The monetary unit in Costa Rica is the colon but the American dollar is widely accepted and used. The Juan Santamaria International Airport is centrally located in San Jose allowing visitors to head in any directions to the many different areas of the country. Costa Rica offers beach goers a variety of riches with more than 1200km (750miles) of shoreline on its Pacific and Caribbean coasts. Both coasts are lined with white and black sand beaches.

Costa Rica Weather

Most regions of Costa Rica have a rainy season from May to November and a dry season from December to April. Annual rainfall averages 100 inches nationwide with some mountainous regions getting as much as 25 feet on exposed eastern slopes. Temperature is more a matter of elevation than location with a mean of around 72 degrees in the Central Valley, 82 degrees on the Atlantic coast and 89 degrees on the Pacific coast Costa Rica is divided by a backbone of volcanoes and mountains which are an extension of the Andes-Sierra Madre chain running along the west side of the Americas. Costa Rica is part of the Pacific "Rim of Fire" and has seven of the isthmus's 42 active volcanoes plus dozens of dormant or extinct cones.
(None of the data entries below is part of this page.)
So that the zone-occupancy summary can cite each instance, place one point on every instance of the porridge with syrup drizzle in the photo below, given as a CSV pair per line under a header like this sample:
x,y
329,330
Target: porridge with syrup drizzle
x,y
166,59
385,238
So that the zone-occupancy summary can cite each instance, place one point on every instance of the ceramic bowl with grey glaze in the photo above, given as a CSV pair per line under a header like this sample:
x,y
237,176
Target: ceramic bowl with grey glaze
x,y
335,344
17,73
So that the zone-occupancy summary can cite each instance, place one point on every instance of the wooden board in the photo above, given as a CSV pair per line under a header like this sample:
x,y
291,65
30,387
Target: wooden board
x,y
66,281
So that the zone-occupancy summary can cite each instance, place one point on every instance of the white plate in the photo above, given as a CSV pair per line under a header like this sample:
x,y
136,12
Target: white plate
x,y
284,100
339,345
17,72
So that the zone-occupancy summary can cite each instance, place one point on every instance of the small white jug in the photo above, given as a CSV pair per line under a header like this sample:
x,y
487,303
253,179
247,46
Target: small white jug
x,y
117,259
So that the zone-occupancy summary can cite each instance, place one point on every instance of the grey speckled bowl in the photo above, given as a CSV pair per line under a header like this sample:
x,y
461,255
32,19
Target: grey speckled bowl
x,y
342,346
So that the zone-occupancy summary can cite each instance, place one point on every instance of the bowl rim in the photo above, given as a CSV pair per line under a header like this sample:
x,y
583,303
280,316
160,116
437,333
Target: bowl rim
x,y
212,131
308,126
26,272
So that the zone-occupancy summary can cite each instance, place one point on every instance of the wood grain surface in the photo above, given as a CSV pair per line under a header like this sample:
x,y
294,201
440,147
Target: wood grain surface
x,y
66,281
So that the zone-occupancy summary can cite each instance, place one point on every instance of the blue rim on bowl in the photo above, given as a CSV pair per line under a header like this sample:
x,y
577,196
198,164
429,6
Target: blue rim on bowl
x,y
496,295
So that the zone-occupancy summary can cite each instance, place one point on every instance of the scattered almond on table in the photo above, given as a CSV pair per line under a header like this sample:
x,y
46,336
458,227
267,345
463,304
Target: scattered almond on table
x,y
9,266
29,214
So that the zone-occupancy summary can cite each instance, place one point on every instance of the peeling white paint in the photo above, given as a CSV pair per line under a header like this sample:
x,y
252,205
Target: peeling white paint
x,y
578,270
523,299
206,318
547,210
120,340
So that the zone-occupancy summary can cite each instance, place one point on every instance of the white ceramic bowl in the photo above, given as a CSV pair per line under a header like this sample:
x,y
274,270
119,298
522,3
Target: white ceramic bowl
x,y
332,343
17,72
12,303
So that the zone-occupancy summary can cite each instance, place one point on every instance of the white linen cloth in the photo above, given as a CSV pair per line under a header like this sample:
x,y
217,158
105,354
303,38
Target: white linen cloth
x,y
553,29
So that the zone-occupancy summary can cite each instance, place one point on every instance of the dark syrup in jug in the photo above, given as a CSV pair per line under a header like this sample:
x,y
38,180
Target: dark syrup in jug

Earth tremors and small quakes shake the country from time to time.

Costa Rica National Parks

In 1970 Costa Rica formed a national park system that has won worldwide admiration. Costa Rican law declared inviolate 10.27 percent of a land once compared to Eden; an additional 17 percent is legally set aside as forest reserves, "buffer zones," wildlife refuges, and Indian reserves. The National Conservation Areas System protects more than 186 areas, including 32 national parks, eight biological reserves, 13 forest reserves, and 51 wildlife refuges. The National parks/reserves of Costa Rica, that are the lure for 90 percent of all visitors to the park system--are Manuel Antonio, with its beautiful beaches; Braulio Carrillo, with its rainforest right beside a highway; Tortuguero, a watery, forested world teeming with wildlife and beauty; Irazú, where on a clear day you can see both the Caribbean and the Pacific; and Poás, where you can peer into a steaming crater and see the earth's crust being rearranged. Besides providing Costa Ricans and foreign travelers with the privilege of admiring and studying the wonders of nature, the national parks and reserves protect the soil and watersheds and harbor an estimated 75 percent of all Costa Rica's species of flora and fauna, including species that have all but disappeared in neighboring countries.